On the other side of the organization, the guys in the scouting department need to scream up and down in the war room when the next Mason Crosby is available in the draft. Dave Rayner isn't getting the job done. It's clear he's worried where the ball is going to be located before he sets up.

That‘s a direct reflection on the switch at long-snapper from Kendall Gammon to JP Darche. It hasn't worked, because the kicker is worried about the spot of the ball before he strikes it.

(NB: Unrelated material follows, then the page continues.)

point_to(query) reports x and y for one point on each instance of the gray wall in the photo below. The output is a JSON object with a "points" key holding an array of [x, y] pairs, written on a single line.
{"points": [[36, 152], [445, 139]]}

He has no confidence in the ball getting to the spot and for a kicker, that's like taking away one of his legs. The decision to draft Justin Medlock while passing on Crosby could haunt the Chiefs the rest of the season, if not the next 10 years.

Despite all these problems, the Chiefs have six games left and still have a legitimate shot to win the AFC West. If you didn't notice, the Chargers lost to Jacksonville Sunday. The eventual division champion might wind up at 6-10.

But the Chiefs would be better suited to play out the stretch with a top 10 draft pick as their goal. With eleven picks to date in their pockets and a roster that will be purged of most veterans this offseason, I'd rather see the team draft higher.

Teams that win games in January are on the same page from scouting, to drafting, to coaching. This organization needs some tough love over the next three or four months, and someone has to make those hard line decisions.

I believe Edwards is the man to do just that. Let's hope he's given the tools. If not, we could have more of the same in 2008.

Five To Remember

1. DE Jared Allen - Deserves to be the highest-paid defensive end in the NFL based on his first-half play against the Colts, but he disappeared in the second half against a battery of backups. If he truly wants to be a rich man, he needs to bring it all game long.

2. CB Benny Sapp - I've been dogging KC's nickel back all season long, but he had his best game of the season Sunday. Sapp's coverage was near-perfect and he delivered some hits. With an aging cornerback tandem playing in front of him, Sapp may have earned another shot in 2008. Hopefully we see the same effort the rest of the way.

3. WR Dwayne Bowe - Brodie Croyle told me he couldn't wait to start throwing Bowe the ball in a real game. The two are the future of this offense and someday may share a connection akin to the one Peyton Manning has with Marvin Harrison. Bowe's touchdown grab in the third quarter of Sunday's game is the type of street-ball effort this offense needs. Sometimes you just throw one up, and I expect the first Croyle/Bowe connection on Sunday won't be the last.

4. RT Kyle Turley - He made a critical mistake in the third quarter on a third-and-one play. All he had to do was seal his block and Priest Holmes might have been able to cut back and score a touchdown. Instead, Turley whiffed on a linebacker and Holmes was strung out to the left, unable to get a first down. Dave Rayner nailed a field goal on the next play, but those four points would have been huge for the Chiefs.

5. HC Herm Edwards - He's finding out that it won't be easy to rebuild this football team in his image. The cupboard was bare when he took over. I'm confident now more than ever that his plan will follow in the footsteps of his friend, Tony Dungy, however. This team is closer than some realize. It needs some new offensive coaches, another great draft and better execution in the preseason to be a perennial AFC West champion, but the future is bright.